A large construction firm from China was debarred from bidding for World Bank projects following “fraudulent practices” in a major Philippines road improvement project. The World Bank has blacklisted China Communications Construction Company Ltd until January 2017.
See an extract from a World Bank statement here:
Washington, July 29, 2011 − The World Bank today announced the debarment of China Communications Construction Company (CCCC) Limited, and all its subsidiaries, for fraudulent practices under Phase 1 of the Philippines National Roads Improvement and Management Project. Under the sanction, CCCC is ineligible to engage in any road and bridge projects financed by the World Bank Group until January 12, 2017. This action is based on recent changes in the World Bank sanctions system to clarify that successor organizations – through purchase or reorganization – will be subject to the same sanctions applied to the original firm.
CCCC is the designated successor entity to China Road and Bridge Corporation (CRBC) which, along with six other firms and one individual, was debarred by the World Bank for eight years, beginning January 12, 2009, following an investigation of the National Roads Improvement and Management Project by the World Bank’s Integrity Vice Presidency (INT). No World Bank funds from the NRIMP project were disbursed to any of the sanctioned firms.

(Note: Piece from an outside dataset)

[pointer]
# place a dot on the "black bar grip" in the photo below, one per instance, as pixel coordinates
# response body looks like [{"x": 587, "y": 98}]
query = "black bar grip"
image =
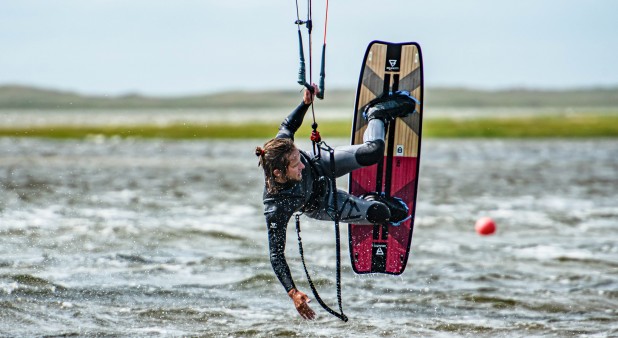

In July 2011, CCCC was prohibited from working on World Bank road and bridge projects because it was a successor to another Chinese firm, the China Road and Bridge Corporation (CRBC) that was banned in January 2009. CRBC became a wholly-owned subsidiary of CCCC following a corporate restructuring in 2005.
CRBC was one of six Chinese firms the World Bank barred for allegedly colluding in bidding for road projects in the Philippines.
CCCC claims the World Banks allegation against CRBC has no “factual or legal merit”.
[This company, CCCC, sounds familiar. The Malaysian Insider recently reported that a company bearing the same name had won a major private infrastructure project for land reclamation in Penang. Is this the same company?]
[In the case of the second Penang bridge project, an earlier report said another China firm, Beijing-based China Harbour Engineering Co Ltd (CHEC), had won the main contract for the first package of the second bridge, which included the bridge and foundation work.
CHEC is actually a subsidiary of China Communications Construction Company Ltd (CCCC). But CHEC has dismissed allegations that it is linked to the World Bank blacklist of CCCC. Of course, none of these projects in Penang are World Bank-funded.]
In another case, Reuters reported in October 2013 that China’s anti-graft authorities punished eight people at a state-owned rail construction firm, China Railway Construction Corp. Ltd, for spending more than $100m on ‘hospitality’ in 2012. They had spent $135m on receptions for guests. One of the officials received a suspended death sentence, meaning life imprisonment.
[The company sounds familiar. In March 2013, a company bearing the name China Railway Construction Corporation International signed an agrement with the Penang state government on behalf of the consortium that won the bid for the Penang tunnel and highways project. Is this the same company? (Firms from China were also linked to the other bidders.)
The tunnel developer, Zenith Consortium, says, “CRCC (one of China’s largest overseas engineering contractor) is its Engineering Procurement & Construction (EPC) Contractor.” Is this the same CRCC?]